O ancora della Wildflower School di Boston, fondata da Sep Kamvar, ancora un ex Google.

Ma a quanto risulta dalle cronache, anche il vulcanico Elon Musk, patron di Tesla e Space X, avrebbe fondato una microscuola per i suoi cinque figli e quelli dei vicini.

Allora, o i dirigenti delle grandi corporation tecnologiche della Silicon Valley peccano tutti della stessa presunzione e avevano tutti lo stesso sogno nel cassetto, oppure – ed è certamente l’ipotesi più probabile e più interessante – lavorando alle nuove tecnologie e alla rappresentazione ravvicinata del nostro futuro hanno deciso che per i loro figli vogliono scuole che mettano al centro dell’attenzione il loro sviluppo intellettuale e creativo, forme di pensiero anziché soluzioni, processi speculativi anziché formule, libertà di movimento e lavori manuali anziché divise e programmi scolastici chiusi, riscontri argomentati da parte degli insegnanti anziché rigide griglie di valutazione.

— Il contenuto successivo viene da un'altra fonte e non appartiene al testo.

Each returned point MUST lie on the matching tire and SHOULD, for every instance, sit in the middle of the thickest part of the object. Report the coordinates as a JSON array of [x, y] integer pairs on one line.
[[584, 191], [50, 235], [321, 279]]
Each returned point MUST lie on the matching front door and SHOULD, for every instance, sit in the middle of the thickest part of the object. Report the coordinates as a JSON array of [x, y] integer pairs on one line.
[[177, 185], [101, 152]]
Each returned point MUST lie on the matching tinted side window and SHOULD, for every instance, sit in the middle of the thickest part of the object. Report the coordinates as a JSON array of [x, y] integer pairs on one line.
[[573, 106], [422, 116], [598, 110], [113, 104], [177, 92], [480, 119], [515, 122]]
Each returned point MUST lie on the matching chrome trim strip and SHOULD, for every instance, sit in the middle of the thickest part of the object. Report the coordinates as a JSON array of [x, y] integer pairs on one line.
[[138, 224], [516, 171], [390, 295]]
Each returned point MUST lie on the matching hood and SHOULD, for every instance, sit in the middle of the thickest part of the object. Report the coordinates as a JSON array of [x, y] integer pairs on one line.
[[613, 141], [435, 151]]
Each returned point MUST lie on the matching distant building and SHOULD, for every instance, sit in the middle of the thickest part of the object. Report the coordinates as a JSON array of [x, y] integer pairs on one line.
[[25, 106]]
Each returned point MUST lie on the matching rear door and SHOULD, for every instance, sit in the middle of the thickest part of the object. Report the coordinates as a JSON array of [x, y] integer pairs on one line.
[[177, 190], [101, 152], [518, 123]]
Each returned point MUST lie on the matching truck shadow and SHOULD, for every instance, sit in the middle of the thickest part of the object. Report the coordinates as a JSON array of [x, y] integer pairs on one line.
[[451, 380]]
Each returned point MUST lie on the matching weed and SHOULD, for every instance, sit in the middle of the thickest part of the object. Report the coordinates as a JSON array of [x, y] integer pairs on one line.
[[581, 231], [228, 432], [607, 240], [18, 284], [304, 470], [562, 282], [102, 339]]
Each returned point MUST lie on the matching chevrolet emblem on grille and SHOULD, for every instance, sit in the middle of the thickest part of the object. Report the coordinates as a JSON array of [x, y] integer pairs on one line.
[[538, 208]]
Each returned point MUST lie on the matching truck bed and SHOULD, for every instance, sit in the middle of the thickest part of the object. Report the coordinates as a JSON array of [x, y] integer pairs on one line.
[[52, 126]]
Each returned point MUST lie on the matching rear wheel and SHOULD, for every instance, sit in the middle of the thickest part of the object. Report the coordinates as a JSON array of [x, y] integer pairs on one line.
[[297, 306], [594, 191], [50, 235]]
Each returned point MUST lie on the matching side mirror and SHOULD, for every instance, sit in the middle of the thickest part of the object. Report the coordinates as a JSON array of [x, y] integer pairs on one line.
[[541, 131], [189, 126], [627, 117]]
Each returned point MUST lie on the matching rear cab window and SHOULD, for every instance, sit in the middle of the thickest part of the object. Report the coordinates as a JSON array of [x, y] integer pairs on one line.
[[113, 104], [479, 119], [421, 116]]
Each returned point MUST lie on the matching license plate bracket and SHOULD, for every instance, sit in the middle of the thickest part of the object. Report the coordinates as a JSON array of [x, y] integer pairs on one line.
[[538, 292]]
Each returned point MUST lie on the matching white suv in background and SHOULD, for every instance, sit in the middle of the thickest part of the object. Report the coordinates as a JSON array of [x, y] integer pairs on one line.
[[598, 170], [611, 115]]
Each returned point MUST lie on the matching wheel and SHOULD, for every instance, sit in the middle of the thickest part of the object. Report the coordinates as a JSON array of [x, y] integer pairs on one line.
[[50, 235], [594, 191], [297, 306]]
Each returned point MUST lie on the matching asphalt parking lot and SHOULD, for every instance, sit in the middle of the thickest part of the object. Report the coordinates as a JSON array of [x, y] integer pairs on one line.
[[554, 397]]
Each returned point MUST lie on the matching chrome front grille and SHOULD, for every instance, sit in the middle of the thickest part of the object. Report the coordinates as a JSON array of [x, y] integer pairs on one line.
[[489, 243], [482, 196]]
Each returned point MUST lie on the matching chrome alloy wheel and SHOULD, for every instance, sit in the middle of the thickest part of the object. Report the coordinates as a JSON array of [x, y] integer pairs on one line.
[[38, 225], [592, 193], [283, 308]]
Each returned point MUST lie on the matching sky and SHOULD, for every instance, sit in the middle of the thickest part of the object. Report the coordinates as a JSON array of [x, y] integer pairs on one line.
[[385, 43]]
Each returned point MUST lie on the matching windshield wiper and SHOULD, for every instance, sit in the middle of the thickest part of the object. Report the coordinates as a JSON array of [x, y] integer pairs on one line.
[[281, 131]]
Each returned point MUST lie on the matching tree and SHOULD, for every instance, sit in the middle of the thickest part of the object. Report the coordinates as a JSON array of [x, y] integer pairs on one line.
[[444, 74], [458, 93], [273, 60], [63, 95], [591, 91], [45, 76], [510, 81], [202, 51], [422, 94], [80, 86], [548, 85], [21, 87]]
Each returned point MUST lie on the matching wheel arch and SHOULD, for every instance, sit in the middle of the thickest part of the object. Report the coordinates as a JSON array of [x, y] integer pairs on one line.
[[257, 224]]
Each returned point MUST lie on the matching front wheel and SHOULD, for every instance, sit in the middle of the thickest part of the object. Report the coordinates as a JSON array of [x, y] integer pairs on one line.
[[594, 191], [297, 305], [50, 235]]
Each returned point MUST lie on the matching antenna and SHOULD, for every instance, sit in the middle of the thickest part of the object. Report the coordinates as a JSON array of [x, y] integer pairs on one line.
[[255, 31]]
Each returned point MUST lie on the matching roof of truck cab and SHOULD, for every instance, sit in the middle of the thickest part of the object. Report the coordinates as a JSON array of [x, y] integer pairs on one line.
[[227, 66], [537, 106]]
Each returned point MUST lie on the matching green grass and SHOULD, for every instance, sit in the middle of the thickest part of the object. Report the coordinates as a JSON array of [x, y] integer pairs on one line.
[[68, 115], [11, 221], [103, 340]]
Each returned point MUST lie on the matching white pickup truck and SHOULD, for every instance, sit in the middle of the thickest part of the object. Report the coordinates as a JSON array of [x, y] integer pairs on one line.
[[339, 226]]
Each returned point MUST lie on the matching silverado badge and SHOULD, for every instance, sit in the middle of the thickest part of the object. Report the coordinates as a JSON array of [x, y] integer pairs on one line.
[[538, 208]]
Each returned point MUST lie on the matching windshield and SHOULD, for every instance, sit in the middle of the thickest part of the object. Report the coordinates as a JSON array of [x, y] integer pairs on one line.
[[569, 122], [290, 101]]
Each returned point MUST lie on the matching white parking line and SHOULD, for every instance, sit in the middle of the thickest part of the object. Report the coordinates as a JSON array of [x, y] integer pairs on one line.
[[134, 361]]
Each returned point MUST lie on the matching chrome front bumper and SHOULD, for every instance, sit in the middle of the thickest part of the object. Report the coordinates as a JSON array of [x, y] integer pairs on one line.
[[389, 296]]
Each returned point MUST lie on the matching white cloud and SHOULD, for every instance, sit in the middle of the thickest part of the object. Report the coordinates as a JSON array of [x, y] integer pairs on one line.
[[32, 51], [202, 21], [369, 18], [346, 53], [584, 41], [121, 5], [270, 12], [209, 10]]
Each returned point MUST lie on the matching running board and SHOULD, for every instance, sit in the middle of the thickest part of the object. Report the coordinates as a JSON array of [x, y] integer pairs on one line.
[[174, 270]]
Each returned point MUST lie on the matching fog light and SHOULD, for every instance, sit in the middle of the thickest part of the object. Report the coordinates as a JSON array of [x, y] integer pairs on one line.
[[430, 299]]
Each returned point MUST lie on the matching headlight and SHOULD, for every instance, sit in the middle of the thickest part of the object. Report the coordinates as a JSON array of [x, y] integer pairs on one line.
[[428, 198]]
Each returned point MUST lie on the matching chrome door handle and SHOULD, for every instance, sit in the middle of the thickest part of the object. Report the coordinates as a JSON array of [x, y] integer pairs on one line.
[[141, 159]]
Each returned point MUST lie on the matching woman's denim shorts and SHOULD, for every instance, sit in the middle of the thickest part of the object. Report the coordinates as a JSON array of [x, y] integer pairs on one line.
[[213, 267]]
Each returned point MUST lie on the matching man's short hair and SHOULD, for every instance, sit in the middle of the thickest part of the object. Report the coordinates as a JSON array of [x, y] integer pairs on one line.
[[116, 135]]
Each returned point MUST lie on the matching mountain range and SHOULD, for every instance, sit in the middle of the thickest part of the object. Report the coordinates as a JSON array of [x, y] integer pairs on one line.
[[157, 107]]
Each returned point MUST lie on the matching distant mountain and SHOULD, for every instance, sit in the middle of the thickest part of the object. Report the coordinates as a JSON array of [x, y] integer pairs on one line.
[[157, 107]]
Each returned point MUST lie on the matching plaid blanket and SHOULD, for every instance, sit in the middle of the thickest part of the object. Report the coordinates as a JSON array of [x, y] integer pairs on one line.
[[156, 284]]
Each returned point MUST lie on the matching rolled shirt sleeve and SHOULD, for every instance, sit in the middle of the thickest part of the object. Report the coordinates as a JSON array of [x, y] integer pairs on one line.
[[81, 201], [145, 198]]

Questo dovrebbe farci riflettere. Dai commenti di molte di queste persone sul futuro che ci aspetta emerge, infatti, che i robot e l’intelligenza artificiale ci sostituiranno in tutto ciò che è funzionale e forse persino nello studio e nella realizzazione di altre macchine intelligenti, ma non potranno seguirci sul piano del pensiero laterale, della creatività, dell’espressione artistica, della filosofia, dell’azzardo concettuale.

Quindi, chi ha le idee chiare sul futuro, non alleva programmatori ma pensatori autonomi, che sanno usare le mani e l’immaginazione e che imparano a scegliere e decidere con la propria testa invece di seguire l’onda.